Jatayu
- cover page (1st ed.)
- Author: Sitanshu Yashaschandra
- Original title: જટાયુ
- Language: Gujarati
- Publisher: R. R. Sheth & Co., Mumbai
- Publication date: 1986
- Publication place: India
- Media type: Print
- Pages: 130 (1st ed.)
- Awards: Sahitya Akademi Award (1987)
- ISBN: 978-93-80051-19-2 (4th ed.)
- OCLC: 20357562
- Dewey Decimal: 891.471
- LC Class: MLCMA 2009/00327 (P) PK1859.S5638

= Jatayu (book) =

1986 poetry collection by Sitanshu Yashaschandra

Jatayu is a Gujarati poetry collection by Sitanshu Yashaschandra published in 1986. It is a collection of surrealistic poems based on Indian mythology, romantic temper, modern consciousness, and nature. It won the Sahitya Akademi Award in 1987.

==Contents==

Jatayu includes 34 poems divided into eight mutually unconnected sections. Each section has a line or a stanza taken from a poem to serve as a caption. The critic Dhirubhai Thaker has classified these poems in five categories; surrealistic poems, poems based on Indian mythology, poems of romantic temper, nature poems, and poems reflecting modern consciousness.
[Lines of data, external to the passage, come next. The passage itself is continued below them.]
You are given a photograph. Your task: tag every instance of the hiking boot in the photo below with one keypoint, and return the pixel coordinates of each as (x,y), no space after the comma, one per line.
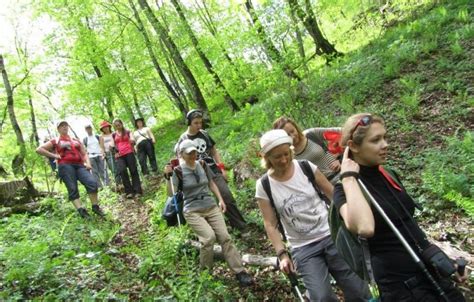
(97,210)
(244,278)
(83,213)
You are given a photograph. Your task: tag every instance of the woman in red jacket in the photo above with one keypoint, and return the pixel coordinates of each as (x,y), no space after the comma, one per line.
(126,159)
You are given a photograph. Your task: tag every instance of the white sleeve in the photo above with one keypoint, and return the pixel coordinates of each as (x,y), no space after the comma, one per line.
(260,192)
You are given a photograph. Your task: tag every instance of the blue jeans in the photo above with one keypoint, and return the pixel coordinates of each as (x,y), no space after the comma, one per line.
(315,261)
(71,173)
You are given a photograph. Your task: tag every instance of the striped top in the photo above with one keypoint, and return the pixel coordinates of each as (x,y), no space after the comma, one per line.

Of the six surrealistic poems, "Pralay" (The flood) and "Moen-jo-dado: Ek Surreal Akasmaat" are considered the best by several critics. "Pralay" presents a feeling of death or destruction, with the help of situations described in several modes of narration. Sitanshu has used images like the cobra, the moon, pallbearers, pests, a pregnant maiden, flood, famine, fire, a woman and nothingness to arouse the feeling of death or destruction.
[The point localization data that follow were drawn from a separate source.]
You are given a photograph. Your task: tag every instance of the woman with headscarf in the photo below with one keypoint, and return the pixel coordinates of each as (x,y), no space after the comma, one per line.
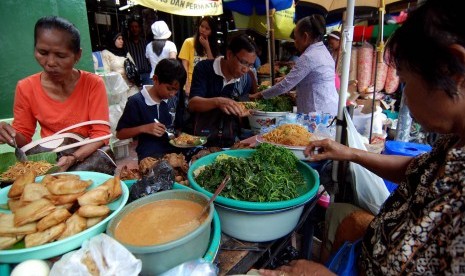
(160,48)
(113,61)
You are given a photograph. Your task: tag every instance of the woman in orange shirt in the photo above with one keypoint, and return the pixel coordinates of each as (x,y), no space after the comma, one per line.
(60,95)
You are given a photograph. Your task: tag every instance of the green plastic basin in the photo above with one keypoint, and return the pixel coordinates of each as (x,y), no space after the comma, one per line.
(307,192)
(157,259)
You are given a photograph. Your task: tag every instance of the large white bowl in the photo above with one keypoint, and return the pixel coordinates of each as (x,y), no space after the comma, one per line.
(60,247)
(258,226)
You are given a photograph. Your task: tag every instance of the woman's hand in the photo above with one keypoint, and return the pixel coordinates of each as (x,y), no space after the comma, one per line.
(298,268)
(156,129)
(327,149)
(7,133)
(256,96)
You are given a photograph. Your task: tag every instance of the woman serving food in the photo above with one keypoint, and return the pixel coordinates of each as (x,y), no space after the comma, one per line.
(60,95)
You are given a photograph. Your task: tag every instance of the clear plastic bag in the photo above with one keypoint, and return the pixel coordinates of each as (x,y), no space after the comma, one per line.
(109,257)
(198,267)
(370,190)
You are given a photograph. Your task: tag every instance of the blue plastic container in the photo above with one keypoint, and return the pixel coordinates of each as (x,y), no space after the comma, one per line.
(404,149)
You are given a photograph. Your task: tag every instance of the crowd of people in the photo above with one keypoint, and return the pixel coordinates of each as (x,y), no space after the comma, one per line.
(420,229)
The title poem, "Jatayu", is an experiment in Akhyana, a poetic form of medieval Gujarati literature inspired by the character of Jatayu in the epic Ramayana. It presents a feeling of the distressful condition of modern man.

==Reception==
Jatayu was well received by readers and critics. Dhirubhai Thaker acclaimed the poems for their technique of sound of words, symbols and surreal diction. He further added that in some poems like "Haa" and "Ghero", which however are fine pieces of imagery, the language loses its sharpness due to the long and unclear expressions.

The book was selected for the Sahitya Akademi Award in 1987. It had its first edition in 1986, second in 1991, third in 2000, and fourth in 2009. The fourth edition includes an audio CD of poems recited by the poet himself.

==Translation==
The book was translated by Chandra Prakash Deval into Rajasthani in 1996. The title poem, Jatayu, has been translated by Rachel Dwyer into English.